Presiden Soeharto (6): Misi Netralisasi Pasukan Pendukung PKI Madiun
Keberhasilan Kapten Tjokropranolo hanya dimungkinkan atas kehendak Letkol Suadi Suromihardjo sendiri setelah berhasil dinetralisasi Letnan Kolonel Soeharto dari pengaruh PKI. Keberhasilan membawa kembali Letkol Suadi Suromihardjo menyebabkan dukungan KPPS terhadap FDR/PKI mengalami disorganisasi dan KPPS mampu dikonsolidasi kembali untuk berada dalam barisan Republik. Kekuatan pasukan PKI Madiun kemudian berhasil dihancurkan.

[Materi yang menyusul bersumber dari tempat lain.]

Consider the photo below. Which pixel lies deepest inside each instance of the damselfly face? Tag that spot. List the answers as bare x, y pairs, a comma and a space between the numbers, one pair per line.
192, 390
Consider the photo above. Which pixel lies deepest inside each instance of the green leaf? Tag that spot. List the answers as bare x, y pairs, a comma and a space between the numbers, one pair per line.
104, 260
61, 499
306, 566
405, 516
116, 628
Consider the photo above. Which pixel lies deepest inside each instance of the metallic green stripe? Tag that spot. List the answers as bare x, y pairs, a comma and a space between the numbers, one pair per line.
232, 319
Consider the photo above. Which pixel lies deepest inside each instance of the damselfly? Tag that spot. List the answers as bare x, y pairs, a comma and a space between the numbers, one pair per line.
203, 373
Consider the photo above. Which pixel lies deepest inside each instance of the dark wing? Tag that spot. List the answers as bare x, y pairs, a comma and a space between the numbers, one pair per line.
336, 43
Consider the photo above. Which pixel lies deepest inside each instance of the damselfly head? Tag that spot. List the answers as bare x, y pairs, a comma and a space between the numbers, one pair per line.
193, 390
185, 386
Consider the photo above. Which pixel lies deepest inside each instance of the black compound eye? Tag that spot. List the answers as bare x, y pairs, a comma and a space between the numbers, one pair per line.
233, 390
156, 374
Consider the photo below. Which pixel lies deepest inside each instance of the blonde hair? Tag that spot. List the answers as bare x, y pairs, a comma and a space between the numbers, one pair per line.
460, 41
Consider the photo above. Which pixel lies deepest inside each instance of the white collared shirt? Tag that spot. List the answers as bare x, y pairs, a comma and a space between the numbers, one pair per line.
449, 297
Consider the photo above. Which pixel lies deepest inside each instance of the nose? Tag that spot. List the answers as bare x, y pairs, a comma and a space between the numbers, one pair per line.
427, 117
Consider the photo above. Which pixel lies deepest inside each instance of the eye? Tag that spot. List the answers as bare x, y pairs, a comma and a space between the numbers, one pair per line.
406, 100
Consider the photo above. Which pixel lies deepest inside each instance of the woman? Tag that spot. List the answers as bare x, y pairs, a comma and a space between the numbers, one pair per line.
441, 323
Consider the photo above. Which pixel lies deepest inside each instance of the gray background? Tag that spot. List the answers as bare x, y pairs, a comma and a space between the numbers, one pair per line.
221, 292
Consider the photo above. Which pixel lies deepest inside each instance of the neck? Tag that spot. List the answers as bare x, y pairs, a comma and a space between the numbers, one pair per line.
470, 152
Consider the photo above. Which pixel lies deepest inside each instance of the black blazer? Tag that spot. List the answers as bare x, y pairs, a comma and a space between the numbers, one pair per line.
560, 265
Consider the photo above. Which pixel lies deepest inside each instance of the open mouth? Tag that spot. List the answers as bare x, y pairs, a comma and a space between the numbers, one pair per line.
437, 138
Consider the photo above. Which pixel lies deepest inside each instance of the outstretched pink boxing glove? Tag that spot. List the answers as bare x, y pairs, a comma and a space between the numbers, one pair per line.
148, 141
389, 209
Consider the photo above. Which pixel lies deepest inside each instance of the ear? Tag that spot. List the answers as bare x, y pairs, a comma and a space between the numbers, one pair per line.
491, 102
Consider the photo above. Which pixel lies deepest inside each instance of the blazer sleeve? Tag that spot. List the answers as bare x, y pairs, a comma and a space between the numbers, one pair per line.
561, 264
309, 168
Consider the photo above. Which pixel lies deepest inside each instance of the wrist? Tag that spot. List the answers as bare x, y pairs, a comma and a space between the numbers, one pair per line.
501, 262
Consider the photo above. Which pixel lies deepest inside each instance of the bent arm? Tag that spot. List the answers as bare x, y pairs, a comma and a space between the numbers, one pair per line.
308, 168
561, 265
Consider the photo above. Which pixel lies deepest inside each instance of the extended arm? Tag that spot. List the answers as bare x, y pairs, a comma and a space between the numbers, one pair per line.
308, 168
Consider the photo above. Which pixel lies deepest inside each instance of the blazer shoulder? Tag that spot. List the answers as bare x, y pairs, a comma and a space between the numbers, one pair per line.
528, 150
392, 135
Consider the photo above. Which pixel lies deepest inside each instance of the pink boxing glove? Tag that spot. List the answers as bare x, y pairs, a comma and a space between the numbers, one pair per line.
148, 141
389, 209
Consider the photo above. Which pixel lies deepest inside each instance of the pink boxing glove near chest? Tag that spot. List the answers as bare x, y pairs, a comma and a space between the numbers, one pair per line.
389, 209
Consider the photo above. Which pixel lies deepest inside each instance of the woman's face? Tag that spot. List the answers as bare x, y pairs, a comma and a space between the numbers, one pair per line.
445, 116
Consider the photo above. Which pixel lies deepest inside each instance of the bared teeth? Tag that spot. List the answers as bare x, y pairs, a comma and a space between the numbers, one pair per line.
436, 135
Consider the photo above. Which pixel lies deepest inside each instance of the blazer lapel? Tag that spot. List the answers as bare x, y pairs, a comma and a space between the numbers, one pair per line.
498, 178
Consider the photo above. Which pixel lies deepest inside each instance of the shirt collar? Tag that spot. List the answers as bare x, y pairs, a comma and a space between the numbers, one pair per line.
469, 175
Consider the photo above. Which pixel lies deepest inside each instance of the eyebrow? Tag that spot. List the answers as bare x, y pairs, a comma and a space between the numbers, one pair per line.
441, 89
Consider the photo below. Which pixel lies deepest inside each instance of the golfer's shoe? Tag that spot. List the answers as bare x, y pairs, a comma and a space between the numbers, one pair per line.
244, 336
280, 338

Keterlibatan Letnan Kolonel Soeharto dalam peristiwa Solo dan Madiun merupakan pergesekan dirinya untuk kedua kalinya, setelah peristiwa 3 Juli 946, dalam tarik ulur kumparan politik dan militer. Bagaimana para patron militernya —Jenderal Soedirman dan Kolonel Gatot Soebroto— mengambil sikap dalam kasus itu, kelak menjadi pelajaran bagi Letkol Soeharto dalam menghadapi kasus-kasus serupa, seperti halnya penumpasan G.30.S/PKI pada tahun 1965.
Kelak, setelah menjadi Presiden, Pak Harto mengingatkan bahwa peristiwa Madiun merupakan implikasi negatif penyimpangan UUD 1945, yaitu perubahan sistem presidensil menjadi parlementer untuk yang kedua kalinya.
Implikasi penyimpangan pertama telah memicu terjadinya peristiwa kudeta 3 Juli 1946. Sedangkan kedua, peristiwa Madiun, dipicu oleh konflik politik dan akhirnya menimbulkan konflik militer. Partai Sosialis terbelah menjadi dua kubu, yaitu PSI yang dipimpin Sutan Syahrir dan Partai Sosialis dibawah pimpinan oleh Amir Sjarifudin yang bergabung dalam FDR atau PKI. Perpecahan itu menimbulkan bentrokan dan pertentangan mengenai cara menghadapi Belanda.
Konflik politik itu diperparah oleh keberhasilan PKI melakukan infiltrasi dalam tubuh TNI, untuk kemudian melakukan adu domba antar satuan kekuatan TNI.